Chronic fatigue syndrome

NICE update 2021 a bit depressing:

  • Therapy based on physical exercise should NOT be offered “as a cure”, nor should graded exercise programmes (which by definition use fixed increments in exercise) be used!
  • Instead, self management, flexible and tailored
  • CBT should only be offered to manage symptoms, improve functioning and reduce distress.
  • Talks about “energy management” – includes emotional, social, cognitive.
  • “Care and support plan” – physical activity including mobility but also activities of daily living.  Plan periods of rest and activity, and incorporate the need for pre-emptive rest.  Management of relapses and flares.

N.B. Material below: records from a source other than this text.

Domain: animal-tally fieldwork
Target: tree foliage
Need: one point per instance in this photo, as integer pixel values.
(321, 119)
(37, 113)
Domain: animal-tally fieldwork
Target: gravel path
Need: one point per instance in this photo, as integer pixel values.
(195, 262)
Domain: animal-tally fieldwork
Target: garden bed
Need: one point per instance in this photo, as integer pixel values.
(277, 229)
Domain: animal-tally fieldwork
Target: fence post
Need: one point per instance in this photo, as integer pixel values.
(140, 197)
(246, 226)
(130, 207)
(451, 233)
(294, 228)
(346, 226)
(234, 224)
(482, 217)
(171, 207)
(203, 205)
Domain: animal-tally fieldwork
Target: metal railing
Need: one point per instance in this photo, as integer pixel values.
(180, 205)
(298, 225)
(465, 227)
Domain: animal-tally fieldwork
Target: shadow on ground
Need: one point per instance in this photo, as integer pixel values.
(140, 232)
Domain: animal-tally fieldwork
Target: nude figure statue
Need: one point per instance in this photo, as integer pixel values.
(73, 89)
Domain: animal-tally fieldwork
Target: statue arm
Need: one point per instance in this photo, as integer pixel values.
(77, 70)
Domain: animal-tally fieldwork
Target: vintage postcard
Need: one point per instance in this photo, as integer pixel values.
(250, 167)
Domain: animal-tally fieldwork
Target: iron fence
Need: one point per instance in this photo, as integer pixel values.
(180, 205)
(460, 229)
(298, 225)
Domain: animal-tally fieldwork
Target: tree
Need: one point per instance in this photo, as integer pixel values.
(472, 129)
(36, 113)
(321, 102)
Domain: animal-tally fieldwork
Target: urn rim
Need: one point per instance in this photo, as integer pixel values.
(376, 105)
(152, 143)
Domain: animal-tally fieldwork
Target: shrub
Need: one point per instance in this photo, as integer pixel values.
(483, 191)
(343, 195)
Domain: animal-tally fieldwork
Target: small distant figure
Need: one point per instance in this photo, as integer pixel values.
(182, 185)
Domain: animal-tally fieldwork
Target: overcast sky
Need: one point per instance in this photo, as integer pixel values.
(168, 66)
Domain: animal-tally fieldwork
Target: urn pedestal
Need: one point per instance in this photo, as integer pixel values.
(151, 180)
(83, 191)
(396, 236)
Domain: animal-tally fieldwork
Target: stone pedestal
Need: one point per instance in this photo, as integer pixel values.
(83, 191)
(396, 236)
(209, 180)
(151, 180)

Main thrust of update is that CFS/ME is a complex, chronic medical condition affecting multiple body systems and its pathophysiology is still being investigated. It affects everyone differently and its impact varies widely – for some people symptoms still allow them to carry out some activities, whereas for others they cause substantial incapacity.  It is a fluctuating condition in which a person’s symptoms can change unpredictably in nature and severity over a day, week or longer.

Often it profoundly affects different aspects of the lives of both people with ME/CFS and their families/carers including social life, emotional wellbeing and education.

Another big theme is prejudice, disbelief and stigma experienced by patients.

US IOM expert panel have rejected the name “chronic fatigue syndrome”, as patients hate it!  Myalgic encephalitis (ME) also rejected on basis of insufficient evidence that this is the pathological process.  They suggest “Systemic exertion intolerance”, which is probably even more rubbish, in my opinion.

Diagnostic criteria: all of the following 3 [BMJ 2015; 350]

  1. Substantial reduction/impairment in pre-illness levels of activity, that persists for more than six months [NICE 2007 says 3/12 for children], and accompanied by fatigue (often profound, new or definite onset, not the result of ongoing excessive exertion and not substantially alleviated by rest)

  2. Worsening of symptoms after any type of exertion (including cognitive and emotional stress) – “post-exertional malaise

  3. Unrefreshing sleep, and/or sleep disturbance.

In addition, should have at least one of:

  • Cognitive impairment
  • Orthostatic intolerance.

Doesn’t mention chronic pain?! NICE says reconsider diagnosis in absence of cognitive difficulties or chronic pain.


Evidence (reproducible) implicating certain infections as a trigger. Co-existing mood disorder in substantial proportion of patients, sometimes sleep-wake disorder – likely to perpetuate/exacerbate.

Brain imaging has identified alternations suggesting that it is a brain problem.


[NICE 2007]
  • Urinalysis
  • FBC, LFTs
  • TFTs
  • Coeliac disease screening
  • CK
  • Glucose
  • Ferritin

NOT microbiology unless indicated: borrelia, HIV, Hepatitis viruses, EBV, CMV, toxoplasmosis



Cochrane review of graded exercise therapy – may benefit sleep, physical function, self-perceived general health, and no evidence that it worsens outcomes. Curiously, no evidence for loss of aerobic fitness! Perhaps graded exercise tackles a hyper-reactive CNS response to exercise-related physiological signals. Note that fear of physical activity becomes conditioned when it commonly exacerbates symptoms.

Warn that exercise programmes can make things worse rather than better. Exercise should only be done as part of supervised programme, with physiotherapist – don’t just tell them to go the gym more! Start below baseline activity level.


Relaxation techniques recommended by NICE.

CBT – should only be offered to manage symptoms, improve functioning and reduce distress.  Again, not a “cure”. Analysis of both CBT and graded exercise suggests that benefit comes from reducing inactivity.

Sleep hygiene important.  Include rest periods in plan but avoid day time naps, especially since sleep doesn’t usually help anyway!

Many people find exclusion diets useful, esp bowel symptoms, not recommended but involve dietician if attempted anyway.

Equipment to maintain independence can improve quality of life and should be part of overall management.

Beware boom-bust! Many patients over do it when they have a period of relative wellness. Flares and relapses are to be expected.  Trigger? New medical problem? Adjust plan as necessary.

Pain and orthostatic intolerance are big issues for some people.

Severe CFS can increase risk of pressure ulcers, DVT, vitamin D deficiency and contractures.


Important to be honest at time of diagnosis.  More optimistic in young people.  Most adults improve, some are able to return to usual activities but others experience long term symptoms or relapse.

PACE trial aimed for less than full restoration of health as “recovery”, future trials should use clinically relevant improvement and patient self-perception.

[bmj 2015;350:h2087]

[NICE 2021

2010 Scottish Good Practice statement needs update.